A light rain wasn't enough to keep the crowds away when John and I visited last October.
The line-up stretched right around the block.
No surprise really. Koons is one of America's most successful artists -- financially at least.
Hard to pass up a chance to see an extensive collection of his work.
I can see from the sign over the elevator that there is Koons art all the way from the lobby to the fourth floor. As is our ritual, we started on the top floor.
That put us amidst highlights from the Whitney's own collection. Myself and another visiter were caught by Pat Steir's September Evening Waterfall, 1991.
John and I are big fans of Brice Marden.

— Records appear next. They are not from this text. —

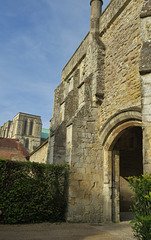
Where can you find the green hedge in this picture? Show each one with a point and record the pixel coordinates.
(32, 192)
(142, 207)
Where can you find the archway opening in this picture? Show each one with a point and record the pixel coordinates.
(128, 147)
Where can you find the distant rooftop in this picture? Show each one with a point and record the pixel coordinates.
(44, 133)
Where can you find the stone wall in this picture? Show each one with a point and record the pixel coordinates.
(40, 154)
(26, 128)
(100, 91)
(145, 71)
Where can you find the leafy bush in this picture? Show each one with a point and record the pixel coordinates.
(142, 206)
(32, 192)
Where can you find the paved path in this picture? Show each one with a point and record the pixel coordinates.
(66, 231)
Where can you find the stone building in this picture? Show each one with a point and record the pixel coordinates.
(12, 149)
(101, 123)
(25, 127)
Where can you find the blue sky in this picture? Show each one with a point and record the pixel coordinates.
(37, 38)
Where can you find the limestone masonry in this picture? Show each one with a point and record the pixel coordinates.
(101, 123)
(26, 128)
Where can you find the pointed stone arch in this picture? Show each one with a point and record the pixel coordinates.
(110, 132)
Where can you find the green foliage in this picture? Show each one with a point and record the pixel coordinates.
(142, 207)
(32, 192)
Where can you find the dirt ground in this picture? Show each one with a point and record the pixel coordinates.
(65, 231)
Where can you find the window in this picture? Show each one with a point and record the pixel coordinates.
(27, 143)
(31, 128)
(25, 127)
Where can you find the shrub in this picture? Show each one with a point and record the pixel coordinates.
(32, 192)
(142, 206)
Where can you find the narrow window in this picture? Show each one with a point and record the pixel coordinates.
(27, 143)
(31, 128)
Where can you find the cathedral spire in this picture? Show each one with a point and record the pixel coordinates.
(96, 9)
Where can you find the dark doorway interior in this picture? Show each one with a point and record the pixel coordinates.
(129, 146)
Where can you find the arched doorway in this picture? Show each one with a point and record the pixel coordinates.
(121, 138)
(126, 161)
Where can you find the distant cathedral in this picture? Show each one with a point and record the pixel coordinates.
(25, 127)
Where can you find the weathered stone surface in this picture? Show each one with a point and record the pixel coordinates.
(145, 61)
(101, 96)
(146, 9)
(26, 128)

Here's 3 Hydra Rocks, 2001-4.
And a detail.
The museum docent, facing us on the left, is explaining the two Ad Reinhardt paintings behind her.
The room featured a gorgeous Rothko. Four Darks in Red, 1958.
Here's the detail John's taking above.
Edward Hopper's fabulous Early Sunday Morning, 1930.
Gregory Crewdson's Untitled (north by northwest), 2004.
We can't resist Claes Oldenburg's drawings. In this proposal for a landscape sculpture the blueberry filling is slipping out of its crust.
On the way to the Koons, John caught this portrait in the Whitney stairwell.
We walked down to the fourth floor and at last entered the Koons Retrospective.
One of Mr Koons wonderful homages to kitsch with admirers.
That's John in the reflection.
We learned that some homages to kitsch are better than others.
We thought this stainless steel balloon rabbit was the best thing in the show.
Whatever else you may think of this image of Michael Jackson, it remains the largest ceramic sculpture ever fired.
We liked these glamorous sculptures. I guess we like the shiny ones.
Made in Heaven was an area of rampant
exhibitionism and vanity. Love the "bouquet" though.
But when Mr Koons is "on", he can really surprise us with creatures like this majestic poodle.
It was fun to see these early works -- vacuum cleaners in glass vitrines.
Early shiny things.
Koons came by his love of inflatables early. These are some of his earliest works.
We'll leave you with this telling early work -- sponges and a mirror.